In any New Hampshire LLC formation, articles of organization must be signed by at least two persons organizing the LLC and delivered, along with a copy, to the New Hampshire Secretary of State, Corporations Division for filing. State law requires that certain information be included in the articles of organization of your New Hampshire LLC formation. This information must include:

  • The LLC name
  • The nature of the primary business or purposes of the limited liability company;
  • The address of the registered office and the name and address of the registered agent for service of process
  • If the limited liability company is to have a specific date of dissolution, the latest date on which the limited liability company is to dissolve;
  • A statement as to whether the management of the LLC is vested in a manager or managers
  • Any other matters the members decide to include


Your LLC is considered organized once the original articles of organization and one (1) exact or conformed copy is delivered to the Corporations Division of the Secretary of State by one or more persons.

Unless otherwise specified, the record must be signed in the name of the LLC by: (a) a manager of a LLC that has a manager, (b) a member of a LLC that does not have a manager, or (c) if the LLC is in the hands of a receiver, executor, or other court appointed fiduciary, trustee, or other fiduciary, by that fiduciary. The record must also state beneath or opposite the signature the name and title (capacity) of the signer.

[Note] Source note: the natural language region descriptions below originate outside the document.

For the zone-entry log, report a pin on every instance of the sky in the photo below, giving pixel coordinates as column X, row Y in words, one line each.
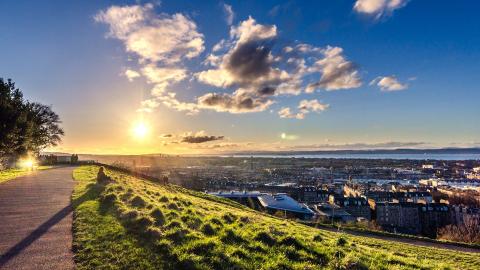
column 193, row 77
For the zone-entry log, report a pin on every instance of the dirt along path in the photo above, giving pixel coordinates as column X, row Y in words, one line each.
column 36, row 221
column 411, row 241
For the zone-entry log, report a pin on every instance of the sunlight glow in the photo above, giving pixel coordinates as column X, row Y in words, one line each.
column 140, row 130
column 27, row 163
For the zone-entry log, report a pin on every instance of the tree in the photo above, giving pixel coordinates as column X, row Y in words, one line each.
column 25, row 127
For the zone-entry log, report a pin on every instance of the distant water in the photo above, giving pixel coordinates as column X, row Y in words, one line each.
column 379, row 156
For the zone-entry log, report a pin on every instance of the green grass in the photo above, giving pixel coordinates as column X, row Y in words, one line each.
column 10, row 174
column 136, row 224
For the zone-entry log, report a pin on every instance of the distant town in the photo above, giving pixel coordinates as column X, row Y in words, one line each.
column 431, row 198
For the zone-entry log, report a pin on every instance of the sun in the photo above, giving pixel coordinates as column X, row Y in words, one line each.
column 140, row 130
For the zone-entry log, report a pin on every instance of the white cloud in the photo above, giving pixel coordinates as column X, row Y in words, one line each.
column 313, row 105
column 378, row 8
column 148, row 105
column 389, row 84
column 165, row 38
column 304, row 108
column 162, row 42
column 286, row 112
column 156, row 74
column 251, row 71
column 131, row 74
column 337, row 72
column 229, row 14
column 241, row 101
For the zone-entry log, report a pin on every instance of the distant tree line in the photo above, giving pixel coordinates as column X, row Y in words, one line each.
column 25, row 127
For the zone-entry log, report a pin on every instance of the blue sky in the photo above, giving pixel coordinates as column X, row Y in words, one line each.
column 422, row 57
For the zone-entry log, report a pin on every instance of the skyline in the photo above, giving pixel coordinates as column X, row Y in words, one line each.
column 287, row 76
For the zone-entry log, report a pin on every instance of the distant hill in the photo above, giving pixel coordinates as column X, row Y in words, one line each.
column 372, row 151
column 130, row 223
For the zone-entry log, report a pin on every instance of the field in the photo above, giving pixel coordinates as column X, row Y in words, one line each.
column 10, row 174
column 131, row 223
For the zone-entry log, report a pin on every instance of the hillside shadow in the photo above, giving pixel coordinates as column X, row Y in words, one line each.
column 92, row 191
column 36, row 234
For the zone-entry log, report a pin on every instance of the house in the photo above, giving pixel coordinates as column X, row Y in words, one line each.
column 284, row 203
column 432, row 217
column 398, row 217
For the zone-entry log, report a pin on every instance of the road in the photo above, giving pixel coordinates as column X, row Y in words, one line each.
column 36, row 221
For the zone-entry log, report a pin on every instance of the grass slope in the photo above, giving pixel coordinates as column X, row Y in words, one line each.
column 10, row 174
column 135, row 224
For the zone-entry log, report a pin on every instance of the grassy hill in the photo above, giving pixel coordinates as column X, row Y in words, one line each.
column 131, row 223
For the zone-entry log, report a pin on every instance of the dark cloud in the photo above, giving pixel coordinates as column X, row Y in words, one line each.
column 267, row 91
column 200, row 138
column 239, row 102
column 342, row 70
column 250, row 60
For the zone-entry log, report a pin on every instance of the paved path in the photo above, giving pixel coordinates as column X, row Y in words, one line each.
column 36, row 221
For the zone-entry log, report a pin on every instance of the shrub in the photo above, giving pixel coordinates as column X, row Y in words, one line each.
column 341, row 241
column 318, row 238
column 231, row 237
column 229, row 218
column 129, row 215
column 240, row 254
column 208, row 229
column 265, row 238
column 203, row 248
column 172, row 206
column 292, row 254
column 174, row 224
column 158, row 216
column 244, row 219
column 154, row 233
column 216, row 221
column 292, row 241
column 172, row 214
column 137, row 201
column 143, row 222
column 192, row 221
column 177, row 236
column 108, row 199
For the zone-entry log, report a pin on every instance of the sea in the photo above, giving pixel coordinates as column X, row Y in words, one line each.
column 426, row 156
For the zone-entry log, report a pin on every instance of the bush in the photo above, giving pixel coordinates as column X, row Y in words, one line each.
column 292, row 241
column 129, row 215
column 231, row 237
column 108, row 199
column 208, row 229
column 178, row 236
column 172, row 206
column 154, row 233
column 341, row 241
column 265, row 238
column 229, row 218
column 137, row 201
column 203, row 248
column 158, row 216
column 318, row 238
column 216, row 221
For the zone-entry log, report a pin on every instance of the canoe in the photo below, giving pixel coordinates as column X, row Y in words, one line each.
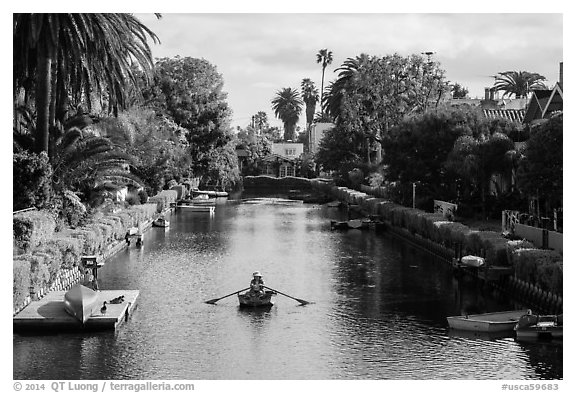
column 488, row 322
column 472, row 261
column 161, row 222
column 211, row 194
column 81, row 302
column 535, row 327
column 248, row 299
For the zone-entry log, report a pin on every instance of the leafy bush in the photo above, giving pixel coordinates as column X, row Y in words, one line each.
column 39, row 272
column 143, row 195
column 33, row 228
column 32, row 179
column 132, row 199
column 70, row 250
column 21, row 281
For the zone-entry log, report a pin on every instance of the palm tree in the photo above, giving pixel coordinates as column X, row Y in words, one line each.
column 323, row 56
column 519, row 83
column 62, row 56
column 310, row 97
column 287, row 106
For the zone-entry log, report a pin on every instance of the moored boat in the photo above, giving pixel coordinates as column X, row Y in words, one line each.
column 199, row 208
column 203, row 202
column 81, row 302
column 539, row 327
column 251, row 299
column 488, row 322
column 210, row 194
column 472, row 261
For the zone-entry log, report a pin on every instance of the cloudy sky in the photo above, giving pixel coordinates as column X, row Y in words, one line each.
column 260, row 53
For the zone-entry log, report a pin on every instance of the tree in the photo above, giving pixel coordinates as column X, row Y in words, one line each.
column 257, row 147
column 261, row 121
column 32, row 180
column 310, row 98
column 459, row 91
column 287, row 106
column 63, row 56
column 324, row 56
column 519, row 83
column 476, row 160
column 159, row 146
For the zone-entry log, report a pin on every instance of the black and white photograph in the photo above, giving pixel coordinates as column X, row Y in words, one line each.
column 236, row 197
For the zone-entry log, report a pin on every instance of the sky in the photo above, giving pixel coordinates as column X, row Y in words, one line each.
column 260, row 53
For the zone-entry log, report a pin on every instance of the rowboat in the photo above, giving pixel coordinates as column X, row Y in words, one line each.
column 161, row 222
column 251, row 299
column 540, row 327
column 488, row 322
column 211, row 194
column 81, row 302
column 472, row 261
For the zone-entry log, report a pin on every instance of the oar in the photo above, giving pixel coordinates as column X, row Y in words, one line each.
column 213, row 301
column 303, row 302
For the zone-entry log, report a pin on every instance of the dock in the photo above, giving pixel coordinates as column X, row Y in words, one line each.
column 48, row 314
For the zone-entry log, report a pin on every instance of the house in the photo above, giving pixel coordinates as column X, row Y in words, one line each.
column 284, row 159
column 543, row 103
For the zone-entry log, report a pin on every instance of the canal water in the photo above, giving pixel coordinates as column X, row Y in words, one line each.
column 379, row 308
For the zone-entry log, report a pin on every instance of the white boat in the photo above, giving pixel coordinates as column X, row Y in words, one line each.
column 472, row 261
column 199, row 208
column 534, row 327
column 161, row 222
column 81, row 302
column 488, row 322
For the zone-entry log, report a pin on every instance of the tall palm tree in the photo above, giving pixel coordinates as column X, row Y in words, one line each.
column 287, row 106
column 74, row 55
column 323, row 56
column 519, row 83
column 310, row 97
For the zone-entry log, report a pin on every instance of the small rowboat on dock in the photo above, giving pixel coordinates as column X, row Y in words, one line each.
column 81, row 302
column 472, row 261
column 199, row 208
column 489, row 322
column 534, row 327
column 251, row 299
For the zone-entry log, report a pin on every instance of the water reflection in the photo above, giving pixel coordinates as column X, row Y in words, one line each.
column 379, row 308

A certificate of organization will be issued and delivered along with the conformed copy to the representative of the LLC. The original articles of organization will in turn be filed with the Secretary of State along with the month, day and year of filing.

Additionally, a New Hampshire LLC formation generally requires inclusion and/or considering of the following:

Operating Agreement

Although not required, LLC members may adopt an operating agreement to regulate the internal affairs of the company, including the management of the LLC, which may also be amended and repealed as allowed by the agreement or applicable law.


A LLC must have at least one or more members. Requirements:

  • Minimum Number of Members: One or more
  • Eligibility Requirements:
  • Procedure for Membership: A person may acquire a membership interest in the LLC either
    • Upon formation of the LLC or
    • At a time providing in the operating agreement or if not indicated as reflected in the records of the LLC. After formation of the LLC, a person may acquire a membership interest (1) directly from the LLC, at the time provided in the operating agreement or, if not indicated, upon the consent of all members and when the person’s admission is reflected in the LLC records

Resignation of Membership

Certain prohibitions exist surrounding the ability of a member to resign from the company.

  • A member may not resign from a limited liability company except in accordance with the operating agreement
  • A withdrawal before the time specified in the operating agreement is a breach of that agreement
  • Unless the operating agreement forbids a member to withdraw, a member may do so by providing 30 days written notice or by providing notice as specified in the operating agreement
  • The LLC may recover for any damages created by a wrongful withdrawal


The contributions of a member to the LLC may consist of cash, property, services rendered or a promissory note or other obligation to contribute cash or property or to perform services.